OUVRIR PLUS ET MIEUX LES BIBLIOTHÈQUES... 

Pour l’État, elles sont un pilier dans l’accès à la culture pour tous. Les bibliothèques connaîtraient-elles une mutation à la dimension des transformations de la société ? Le rapport Orsenna, carottage instructif des changements à l’œuvre, pose la question, et plus prosaïquement celle de leurs horaires d’ouverture et de leurs nouveaux usages. Ouvrir plus, d’accord, mais pour quoi faire ? En Normandie, le sujet infuse. 

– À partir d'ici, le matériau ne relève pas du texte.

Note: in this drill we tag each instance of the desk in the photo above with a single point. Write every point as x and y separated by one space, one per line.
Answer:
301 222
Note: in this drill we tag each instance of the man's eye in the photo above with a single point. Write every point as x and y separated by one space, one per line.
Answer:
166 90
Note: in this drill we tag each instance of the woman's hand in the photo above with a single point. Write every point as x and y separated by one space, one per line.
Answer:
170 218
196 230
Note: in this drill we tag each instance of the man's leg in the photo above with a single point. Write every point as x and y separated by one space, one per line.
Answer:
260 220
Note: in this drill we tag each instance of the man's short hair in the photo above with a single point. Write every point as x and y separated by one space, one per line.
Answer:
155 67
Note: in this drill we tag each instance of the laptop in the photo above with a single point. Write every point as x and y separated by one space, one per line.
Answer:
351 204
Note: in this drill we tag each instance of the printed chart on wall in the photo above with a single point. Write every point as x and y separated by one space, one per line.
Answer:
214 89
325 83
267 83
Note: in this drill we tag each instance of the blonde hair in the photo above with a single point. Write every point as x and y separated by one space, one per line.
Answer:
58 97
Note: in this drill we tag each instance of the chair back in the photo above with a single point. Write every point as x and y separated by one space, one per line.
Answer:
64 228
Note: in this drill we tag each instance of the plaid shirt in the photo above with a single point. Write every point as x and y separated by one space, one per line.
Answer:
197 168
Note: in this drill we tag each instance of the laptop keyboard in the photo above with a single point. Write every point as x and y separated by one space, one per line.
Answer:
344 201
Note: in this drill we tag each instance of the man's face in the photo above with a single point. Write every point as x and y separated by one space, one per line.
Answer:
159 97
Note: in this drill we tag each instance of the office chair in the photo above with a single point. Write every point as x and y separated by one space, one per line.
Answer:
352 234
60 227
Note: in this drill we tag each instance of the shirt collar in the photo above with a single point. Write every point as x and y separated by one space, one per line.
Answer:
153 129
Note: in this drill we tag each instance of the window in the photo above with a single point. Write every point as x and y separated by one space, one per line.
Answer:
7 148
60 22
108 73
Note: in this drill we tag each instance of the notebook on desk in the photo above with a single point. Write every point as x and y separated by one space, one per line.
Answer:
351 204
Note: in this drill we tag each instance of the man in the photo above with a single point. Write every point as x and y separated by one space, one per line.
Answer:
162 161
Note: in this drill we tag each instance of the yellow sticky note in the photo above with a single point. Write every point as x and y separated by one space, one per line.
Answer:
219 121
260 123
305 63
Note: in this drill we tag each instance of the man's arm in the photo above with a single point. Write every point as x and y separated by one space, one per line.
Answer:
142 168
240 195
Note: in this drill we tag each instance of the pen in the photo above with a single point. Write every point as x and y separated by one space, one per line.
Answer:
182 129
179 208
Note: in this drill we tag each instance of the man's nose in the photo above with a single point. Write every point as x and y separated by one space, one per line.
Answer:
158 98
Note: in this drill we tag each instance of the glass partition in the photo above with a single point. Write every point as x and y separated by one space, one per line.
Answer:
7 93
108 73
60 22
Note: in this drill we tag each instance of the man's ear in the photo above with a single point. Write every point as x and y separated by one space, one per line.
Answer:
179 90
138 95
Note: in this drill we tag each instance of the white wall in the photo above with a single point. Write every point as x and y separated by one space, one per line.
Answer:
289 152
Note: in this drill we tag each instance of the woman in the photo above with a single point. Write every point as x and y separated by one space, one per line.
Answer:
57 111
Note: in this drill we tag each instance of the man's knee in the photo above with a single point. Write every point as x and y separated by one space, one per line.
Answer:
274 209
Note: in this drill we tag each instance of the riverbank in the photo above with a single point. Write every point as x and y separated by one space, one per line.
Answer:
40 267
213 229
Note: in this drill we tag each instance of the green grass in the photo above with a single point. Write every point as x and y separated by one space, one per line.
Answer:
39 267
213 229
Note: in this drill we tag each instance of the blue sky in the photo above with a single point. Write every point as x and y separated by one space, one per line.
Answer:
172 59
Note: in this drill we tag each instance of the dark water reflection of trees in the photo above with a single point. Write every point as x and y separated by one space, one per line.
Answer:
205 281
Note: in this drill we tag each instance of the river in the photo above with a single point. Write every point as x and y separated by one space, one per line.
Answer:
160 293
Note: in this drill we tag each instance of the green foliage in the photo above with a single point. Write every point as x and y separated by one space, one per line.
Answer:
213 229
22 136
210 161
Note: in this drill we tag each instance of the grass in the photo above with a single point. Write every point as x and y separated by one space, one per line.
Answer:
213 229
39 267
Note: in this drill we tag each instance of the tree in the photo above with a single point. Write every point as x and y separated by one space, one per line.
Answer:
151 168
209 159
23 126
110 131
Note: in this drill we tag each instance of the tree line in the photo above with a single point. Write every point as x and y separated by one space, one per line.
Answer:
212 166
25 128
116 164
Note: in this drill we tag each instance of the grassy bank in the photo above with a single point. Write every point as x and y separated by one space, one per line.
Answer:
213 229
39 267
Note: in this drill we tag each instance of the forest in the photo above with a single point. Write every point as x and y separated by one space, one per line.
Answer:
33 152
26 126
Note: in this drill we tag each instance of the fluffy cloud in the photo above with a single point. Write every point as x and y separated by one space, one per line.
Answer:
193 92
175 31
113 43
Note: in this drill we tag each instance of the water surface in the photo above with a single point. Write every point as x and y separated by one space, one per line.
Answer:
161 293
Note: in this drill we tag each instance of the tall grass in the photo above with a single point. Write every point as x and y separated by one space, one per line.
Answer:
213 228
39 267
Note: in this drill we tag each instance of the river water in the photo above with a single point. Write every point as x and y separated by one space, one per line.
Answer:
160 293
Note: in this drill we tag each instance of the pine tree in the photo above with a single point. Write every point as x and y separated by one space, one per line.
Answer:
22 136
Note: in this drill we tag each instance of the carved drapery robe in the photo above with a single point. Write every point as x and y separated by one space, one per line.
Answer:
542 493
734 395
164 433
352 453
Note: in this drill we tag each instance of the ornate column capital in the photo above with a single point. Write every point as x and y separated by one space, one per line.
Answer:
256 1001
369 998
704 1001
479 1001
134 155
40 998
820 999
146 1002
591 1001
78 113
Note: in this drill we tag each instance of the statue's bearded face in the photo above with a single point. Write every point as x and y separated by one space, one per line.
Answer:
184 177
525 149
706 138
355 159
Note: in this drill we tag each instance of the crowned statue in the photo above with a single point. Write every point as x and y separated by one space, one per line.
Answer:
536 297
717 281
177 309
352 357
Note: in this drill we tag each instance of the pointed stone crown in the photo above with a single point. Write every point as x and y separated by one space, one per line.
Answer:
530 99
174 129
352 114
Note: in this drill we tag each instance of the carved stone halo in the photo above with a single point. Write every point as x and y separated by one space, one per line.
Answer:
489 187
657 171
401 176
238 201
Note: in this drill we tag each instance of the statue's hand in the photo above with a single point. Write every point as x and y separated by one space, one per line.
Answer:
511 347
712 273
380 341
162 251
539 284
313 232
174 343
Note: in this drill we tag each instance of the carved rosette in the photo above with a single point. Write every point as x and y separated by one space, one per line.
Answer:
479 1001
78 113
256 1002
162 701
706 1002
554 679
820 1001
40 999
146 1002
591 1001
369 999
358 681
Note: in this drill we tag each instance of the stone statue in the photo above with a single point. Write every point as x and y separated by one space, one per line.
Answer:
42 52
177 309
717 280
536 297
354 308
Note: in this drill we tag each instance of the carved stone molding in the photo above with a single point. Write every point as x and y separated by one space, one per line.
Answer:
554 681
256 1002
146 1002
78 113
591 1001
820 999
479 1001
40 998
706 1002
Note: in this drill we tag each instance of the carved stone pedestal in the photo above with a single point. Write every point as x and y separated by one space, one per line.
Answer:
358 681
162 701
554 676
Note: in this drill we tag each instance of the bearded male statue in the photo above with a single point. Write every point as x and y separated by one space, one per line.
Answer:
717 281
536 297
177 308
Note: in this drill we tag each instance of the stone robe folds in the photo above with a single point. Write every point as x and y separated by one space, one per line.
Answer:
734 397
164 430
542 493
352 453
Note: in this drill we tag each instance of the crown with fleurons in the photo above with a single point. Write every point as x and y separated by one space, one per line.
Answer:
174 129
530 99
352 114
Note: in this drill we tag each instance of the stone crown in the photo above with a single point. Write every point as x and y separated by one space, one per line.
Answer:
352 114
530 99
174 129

Laurent Cauville, avec Nathalie Delanoue, Christelle Tophin et Philippe Legueltel

photo de la Bibliohèque Niemeyer au Havre
La bibliothèque Oscar-Niemeyer, au Havre, est devenue un véritable tiers-lieu, avec son kaléidoscope de services. © aprim

Tels des points d’énergie en acupuncture, les 16 500 points d’accès au livre recensés en France (bibliothèques et lieux de lecture) forment le premier réseau culturel national. Une spécificité tricolore. « Ils offrent à 89 % des Français un lieu du livre proche de chez eux », brandit Erik Orsenna, dans le rapport Voyage au pays des bibliothèques qu’il a remis début 2018 au ministère de la Culture (1), pour éclairer d’un état des lieux son souhait de voir les bibliothèques ouvrir plus, le dimanche notamment.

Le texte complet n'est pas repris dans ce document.